Despite advancements like AI driving cost reductions and improving well output, there are physical and technological limits to shale production.
Declining prime acreage and natural reservoir limits suggest that U.S. shale’s production growth peak is near.
U.S. shale is the biggest source of oil and gas output growth on a global scale. It’s in every forecast and projection that sees continued depression in oil prices. But that role as a growth driver might be coming to an end due to natural processes.
Well productivity and efficiency improvements have been in the spotlight of U.S. shale oil and gas discourse ever since the industry served up a massive surprise to analysts by reducing the total rig count but boosting production by 1 million bpd last year.
The unexpected jump in output was attributed to efficiency gains that made it possible for drillers to extract more oil at lower cost, driving the substantial increase in 2023 overall production of hydrocarbons. Now, the Energy Information Administration has predicted that productivity improvements and efficiency gains would continue driving output higher. The question, as usual, is just how high.
In its latest Shot-Term Energy Outlook, the EIA forecast that total U.S. oil production next year would hit 13.5 million barrels daily. That would be up from an estimated 13.2 million barrels daily this year. The estimated 2024 average itself was an increase from 12.9 million bpd for 2023. In other words, over the past two years, total U.S. production of crude oil has increased at a rate of 300,000 barrels daily. Yet shale specifically boomed—but this is about to end.

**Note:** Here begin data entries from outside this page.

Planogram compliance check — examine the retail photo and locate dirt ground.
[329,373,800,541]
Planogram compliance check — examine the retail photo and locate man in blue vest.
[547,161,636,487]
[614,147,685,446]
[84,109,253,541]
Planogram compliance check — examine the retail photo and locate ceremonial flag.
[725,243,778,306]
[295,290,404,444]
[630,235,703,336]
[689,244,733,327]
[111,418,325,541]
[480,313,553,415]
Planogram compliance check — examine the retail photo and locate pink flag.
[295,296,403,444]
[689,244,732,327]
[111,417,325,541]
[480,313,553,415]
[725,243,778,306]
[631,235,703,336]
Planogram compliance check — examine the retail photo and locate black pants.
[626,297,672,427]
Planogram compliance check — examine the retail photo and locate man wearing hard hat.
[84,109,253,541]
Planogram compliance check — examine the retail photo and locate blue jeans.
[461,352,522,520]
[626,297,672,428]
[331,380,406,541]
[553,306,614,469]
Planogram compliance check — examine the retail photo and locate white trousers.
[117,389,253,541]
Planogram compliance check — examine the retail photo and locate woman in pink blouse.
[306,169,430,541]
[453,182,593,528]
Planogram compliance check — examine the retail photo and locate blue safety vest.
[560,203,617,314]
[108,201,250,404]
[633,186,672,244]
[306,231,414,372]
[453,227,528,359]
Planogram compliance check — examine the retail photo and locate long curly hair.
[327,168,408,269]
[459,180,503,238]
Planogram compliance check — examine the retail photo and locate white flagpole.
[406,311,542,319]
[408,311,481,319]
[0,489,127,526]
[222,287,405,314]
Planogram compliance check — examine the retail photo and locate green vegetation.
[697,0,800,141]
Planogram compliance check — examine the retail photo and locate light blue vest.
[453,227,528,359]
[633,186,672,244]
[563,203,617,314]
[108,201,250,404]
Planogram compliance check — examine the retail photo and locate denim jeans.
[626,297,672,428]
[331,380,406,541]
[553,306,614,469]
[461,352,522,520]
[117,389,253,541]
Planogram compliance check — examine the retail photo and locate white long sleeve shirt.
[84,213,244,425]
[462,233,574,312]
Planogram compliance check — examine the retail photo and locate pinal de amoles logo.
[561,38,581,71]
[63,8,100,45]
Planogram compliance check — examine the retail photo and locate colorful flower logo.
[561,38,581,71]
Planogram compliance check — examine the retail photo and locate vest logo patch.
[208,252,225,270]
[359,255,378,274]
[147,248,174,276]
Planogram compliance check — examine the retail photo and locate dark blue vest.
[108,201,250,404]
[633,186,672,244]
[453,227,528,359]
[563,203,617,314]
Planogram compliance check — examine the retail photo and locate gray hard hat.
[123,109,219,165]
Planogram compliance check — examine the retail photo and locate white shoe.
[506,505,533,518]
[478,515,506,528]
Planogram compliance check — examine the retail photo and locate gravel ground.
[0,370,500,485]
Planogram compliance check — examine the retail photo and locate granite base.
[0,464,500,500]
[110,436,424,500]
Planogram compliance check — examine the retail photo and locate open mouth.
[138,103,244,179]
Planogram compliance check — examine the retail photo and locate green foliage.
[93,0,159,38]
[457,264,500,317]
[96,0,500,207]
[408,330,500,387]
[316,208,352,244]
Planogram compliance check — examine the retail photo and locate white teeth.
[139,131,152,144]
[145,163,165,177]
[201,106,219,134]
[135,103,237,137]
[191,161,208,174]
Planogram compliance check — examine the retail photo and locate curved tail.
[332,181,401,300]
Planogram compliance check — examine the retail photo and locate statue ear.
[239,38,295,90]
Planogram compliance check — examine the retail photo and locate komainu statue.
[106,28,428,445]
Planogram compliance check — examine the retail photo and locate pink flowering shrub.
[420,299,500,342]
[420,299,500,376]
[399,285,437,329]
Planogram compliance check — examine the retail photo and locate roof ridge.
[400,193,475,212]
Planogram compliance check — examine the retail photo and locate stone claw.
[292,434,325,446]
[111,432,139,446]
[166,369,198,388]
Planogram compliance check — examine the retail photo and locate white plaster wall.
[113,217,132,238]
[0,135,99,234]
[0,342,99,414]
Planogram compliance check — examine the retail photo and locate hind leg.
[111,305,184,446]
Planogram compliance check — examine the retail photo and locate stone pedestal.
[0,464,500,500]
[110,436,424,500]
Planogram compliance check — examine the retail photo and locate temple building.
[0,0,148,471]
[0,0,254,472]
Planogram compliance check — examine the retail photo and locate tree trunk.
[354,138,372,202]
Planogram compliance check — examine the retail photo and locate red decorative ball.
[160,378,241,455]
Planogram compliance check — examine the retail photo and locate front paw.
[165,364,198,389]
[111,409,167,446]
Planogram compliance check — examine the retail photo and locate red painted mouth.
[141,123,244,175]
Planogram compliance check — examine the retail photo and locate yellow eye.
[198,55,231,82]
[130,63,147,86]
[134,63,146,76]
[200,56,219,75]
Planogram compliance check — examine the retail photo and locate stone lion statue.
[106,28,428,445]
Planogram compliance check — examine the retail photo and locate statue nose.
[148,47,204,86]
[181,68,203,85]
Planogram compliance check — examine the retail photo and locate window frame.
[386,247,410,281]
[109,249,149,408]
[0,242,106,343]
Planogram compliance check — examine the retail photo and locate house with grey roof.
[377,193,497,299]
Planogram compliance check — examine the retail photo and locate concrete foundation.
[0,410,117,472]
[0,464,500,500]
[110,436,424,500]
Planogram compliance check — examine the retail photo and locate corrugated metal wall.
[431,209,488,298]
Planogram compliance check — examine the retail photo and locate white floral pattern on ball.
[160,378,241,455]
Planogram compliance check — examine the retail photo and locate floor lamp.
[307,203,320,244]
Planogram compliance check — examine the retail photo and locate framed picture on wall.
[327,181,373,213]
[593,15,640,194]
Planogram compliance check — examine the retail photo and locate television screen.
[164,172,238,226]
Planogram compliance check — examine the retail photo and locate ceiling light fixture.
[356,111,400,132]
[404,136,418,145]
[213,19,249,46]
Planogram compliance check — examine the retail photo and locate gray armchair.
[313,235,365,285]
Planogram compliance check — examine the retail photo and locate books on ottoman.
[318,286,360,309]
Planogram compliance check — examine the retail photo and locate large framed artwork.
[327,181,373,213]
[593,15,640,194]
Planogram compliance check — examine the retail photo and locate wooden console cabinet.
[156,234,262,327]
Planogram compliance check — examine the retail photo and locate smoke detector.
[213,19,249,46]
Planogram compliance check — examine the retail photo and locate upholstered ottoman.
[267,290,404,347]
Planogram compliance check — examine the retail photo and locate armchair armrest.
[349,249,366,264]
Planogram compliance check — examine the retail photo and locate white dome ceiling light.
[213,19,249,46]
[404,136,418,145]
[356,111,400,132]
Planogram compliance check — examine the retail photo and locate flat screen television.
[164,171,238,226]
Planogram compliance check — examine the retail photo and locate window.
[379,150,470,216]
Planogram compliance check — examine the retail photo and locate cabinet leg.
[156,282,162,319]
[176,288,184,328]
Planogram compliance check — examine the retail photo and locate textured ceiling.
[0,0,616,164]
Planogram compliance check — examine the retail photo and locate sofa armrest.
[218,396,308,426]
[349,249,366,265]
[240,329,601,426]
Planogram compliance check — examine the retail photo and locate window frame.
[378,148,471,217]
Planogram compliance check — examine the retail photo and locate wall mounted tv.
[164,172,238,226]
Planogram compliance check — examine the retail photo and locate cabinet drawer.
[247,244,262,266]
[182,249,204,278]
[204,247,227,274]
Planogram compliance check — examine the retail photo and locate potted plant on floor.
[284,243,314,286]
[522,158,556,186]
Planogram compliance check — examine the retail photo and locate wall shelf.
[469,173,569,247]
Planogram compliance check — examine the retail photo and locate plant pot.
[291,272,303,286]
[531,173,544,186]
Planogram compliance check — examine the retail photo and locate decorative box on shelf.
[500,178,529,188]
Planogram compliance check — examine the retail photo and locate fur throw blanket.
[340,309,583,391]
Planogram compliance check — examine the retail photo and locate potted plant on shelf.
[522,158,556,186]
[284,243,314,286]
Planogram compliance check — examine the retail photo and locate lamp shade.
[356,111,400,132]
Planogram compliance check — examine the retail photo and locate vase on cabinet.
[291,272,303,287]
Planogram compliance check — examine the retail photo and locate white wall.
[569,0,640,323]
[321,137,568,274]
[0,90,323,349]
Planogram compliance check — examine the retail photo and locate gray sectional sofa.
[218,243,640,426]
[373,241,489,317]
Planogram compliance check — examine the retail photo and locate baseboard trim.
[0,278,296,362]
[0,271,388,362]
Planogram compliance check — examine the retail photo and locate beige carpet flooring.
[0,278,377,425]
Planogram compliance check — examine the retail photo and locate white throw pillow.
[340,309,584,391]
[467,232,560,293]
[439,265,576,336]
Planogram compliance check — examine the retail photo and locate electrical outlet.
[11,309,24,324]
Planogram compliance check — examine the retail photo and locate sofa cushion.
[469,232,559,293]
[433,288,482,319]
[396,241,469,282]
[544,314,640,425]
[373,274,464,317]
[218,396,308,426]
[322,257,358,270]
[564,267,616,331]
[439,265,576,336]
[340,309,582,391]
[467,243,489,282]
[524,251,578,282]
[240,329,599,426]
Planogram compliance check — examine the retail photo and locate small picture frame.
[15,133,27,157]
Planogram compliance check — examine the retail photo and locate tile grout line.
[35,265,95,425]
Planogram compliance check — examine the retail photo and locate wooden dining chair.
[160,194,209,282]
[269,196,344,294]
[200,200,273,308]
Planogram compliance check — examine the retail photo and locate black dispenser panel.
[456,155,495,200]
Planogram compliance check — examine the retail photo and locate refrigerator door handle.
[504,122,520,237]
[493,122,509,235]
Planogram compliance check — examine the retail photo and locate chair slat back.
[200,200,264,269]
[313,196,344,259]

Well productivity in the Permian, the star shale play in the U.S. unconventional oil and gas industry, has declined by 15% since 2020, according to data from Enverus. However, at the same time, producers are drilling longer wells, and they are doing it more efficiently than before, squeezing ever more oil and creating a perception that there are no limits to the technological advancements that can keep that oil flowing.
As usual, there is a “but”. In this case, it goes like this: U.S. shale drillers—and, more specifically, drilling service providers—have done wonders of efficiency, but there are limits to all technological advancements. More importantly, there are also natural limits to shale reservoirs.
“We’ve tripled oil production in the last 15 years and we have doubled natural gas production.” But “there’s not a lot of gas left in the tank,” the chief executive of Quantum Energy Partners, Wil VanLoh, told Bloomberg back in September. “The US shale revolution has run its course,” VanLoh also said at the time, echoing warnings that some investors have been voicing for years, namely, that the pace of production growth that the U.S. shale industry has been keeping is unsustainable over a longer term.
Yet this doesn’t mean that growth is over for good. For one thing, AI has entered the oil patch and is helping drive additional efficiency gains, which has lowered breakeven costs in some parts of the patch, motivating higher production. According to Evercore ISI, AI and other tech could bring costs in the shale patch down by double digits as soon as this year. “There’ll be significant cost savings, at a minimum double digits, but probably in the 25% to 50% of cost savings in certain scenarios,” one analyst from KPMG, which compiled a report on the topic, told Bloomberg earlier this year.
There is also the factor of resilient demand for oil—perhaps more resilient than some forecasters would like it to be. This is, in fact, the strongest motivator for production growth anywhere. If there is demand for oil, there will be supply to respond to that demand—especially if producers can get the oil out of the ground more cheaply than before.
This is precisely what’s happening in much of the shale patch. In the Permian specifically, output from newly drilled wells has increased from some 350,000 bpd back in 2019 to over 450,000 bpd this year, per a recent report by the Energy Information Administration looking into the effects of improved efficiency in well output among 34 public oil companies. In evidence of the constraints that the industry faces, these same 34 public companies are currently producing as much oil as they were producing at the start of 2020—despite all the efficiency improvements, productivity gains, and lower costs.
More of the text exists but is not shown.